Écrire Éros au féminin

, Catherine Belkhodja

Une dizaine d’années aura suffi pour que la littérature érotique, autrefois chasse gardée des hommes, soit investie par les femmes. Octavie Delvaux, autrice et éditrice, a réuni treize autrices pour la publication d’un recueil collectif qui décline Éros au féminin.

Indécentes

(adj.) définition : qui ne respectent pas les convenances, qui choquent la pudeur

Dans l’ouvrage collectif « Indécentes, Histoires érotiques au féminin. », treize autrices racontent en treize histoires le corps, explorent le désir et le plaisir, célèbrent les réjouissances, la jouissance et la vie. Chacune son parcours, chacune son registre, mais elles ont toutes la même exigence littéraire pour écrire et atteindre un équilibre entre instinct et intellect féminin. Ces autrices accompagnent la révolution qui s’opère dans notre société et écrivent librement, sans fausse pudeur. C’est en cela qu’elles se disent "indécentes" : elles font fi des convenances et bousculent joyeusement les clichés phallo-centrés.

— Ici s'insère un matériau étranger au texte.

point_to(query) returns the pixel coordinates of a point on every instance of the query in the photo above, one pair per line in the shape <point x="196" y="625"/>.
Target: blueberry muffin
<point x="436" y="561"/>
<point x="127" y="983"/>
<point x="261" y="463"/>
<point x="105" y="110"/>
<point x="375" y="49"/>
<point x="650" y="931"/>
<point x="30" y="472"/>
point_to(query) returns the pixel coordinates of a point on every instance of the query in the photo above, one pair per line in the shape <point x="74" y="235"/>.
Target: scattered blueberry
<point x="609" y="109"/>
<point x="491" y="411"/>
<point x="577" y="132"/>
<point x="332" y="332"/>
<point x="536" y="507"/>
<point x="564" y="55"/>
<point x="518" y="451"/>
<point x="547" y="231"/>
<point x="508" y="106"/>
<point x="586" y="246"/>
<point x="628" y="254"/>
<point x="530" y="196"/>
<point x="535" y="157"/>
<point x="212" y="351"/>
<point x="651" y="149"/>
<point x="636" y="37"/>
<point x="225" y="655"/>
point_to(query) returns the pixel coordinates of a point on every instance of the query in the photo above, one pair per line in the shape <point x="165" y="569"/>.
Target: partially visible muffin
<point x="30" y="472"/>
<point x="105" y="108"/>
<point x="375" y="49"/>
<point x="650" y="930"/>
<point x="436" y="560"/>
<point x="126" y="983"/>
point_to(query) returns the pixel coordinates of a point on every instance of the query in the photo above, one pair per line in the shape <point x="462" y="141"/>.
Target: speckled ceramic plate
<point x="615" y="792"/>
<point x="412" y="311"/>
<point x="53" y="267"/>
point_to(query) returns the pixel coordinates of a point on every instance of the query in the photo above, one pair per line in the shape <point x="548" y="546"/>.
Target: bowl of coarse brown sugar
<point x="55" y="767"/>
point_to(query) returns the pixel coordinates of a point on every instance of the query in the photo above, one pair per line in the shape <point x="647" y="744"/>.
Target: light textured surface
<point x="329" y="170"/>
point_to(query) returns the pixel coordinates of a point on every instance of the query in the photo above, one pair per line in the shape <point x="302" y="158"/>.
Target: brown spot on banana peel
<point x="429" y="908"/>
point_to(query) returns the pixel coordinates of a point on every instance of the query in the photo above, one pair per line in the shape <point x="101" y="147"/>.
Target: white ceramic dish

« Alors que Pauline Réage, Françoise Rey et Catherine Millet ont longtemps été des exceptions, une nouvelle génération d’autrices s’empare du genre et offre sa vision de la sexualité et du fantasme — une véritable révolution qui accompagne celle, plus profonde, qui parcourt nos sociétés. La littérature est par essence un domaine de grande liberté et les femmes n’ont pas attendu Me too pour s’en saisir. », déclare Octavie Delvaux, éditrice d’Indécentes (2022), dans la présentation de l’ouvrage collectif, publié aux éditions La Musardine. [1]

« Comment donc le vent de féminisme, parfois radical, qui souffle autour de nous affecte-t-il l’écriture érotique ? C’était l’une des questions qui me trottait dans la tête, car j’avais déjà quelques pistes de réflexion. En parlant avec de jeunes autrices, j’ai compris que l’autocensure était de plus en plus présente dans leur processus d’écriture. La notion de consentement, qui s’installe tant bien que mal dans la société, devient par exemple de plus en plus problématique : les scènes de contrainte sexuelle, qui ont pourtant fait le sel de bien des ouvrages par le passé, deviennent un grand tabou que peu oseraient aborder frontalement. Une femme moderne, libérée du joug masculin, peut-elle encore se fantasmer soumise, esclave, à la façon de l’héroïne d’Histoire d’O ? Quid de la figure de l’homme ? À l’heure où la question du genre fait débat, décrit-on la masculinité, la virilité, et l’attrait qu’elle peut exercer, de la même manière qu’avant ?

La littérature doit-elle refléter les évolutions de la société ou au contraire s’y soustraire pour conserver sa poésie ? À titre personnel, j’ai toujours pensé que c’était la totale liberté de ton, la possibilité d’aller toucher aux tabous les plus profonds pour en faire éclore la beauté crue, qui constituent l’attrait de la littérature érotique.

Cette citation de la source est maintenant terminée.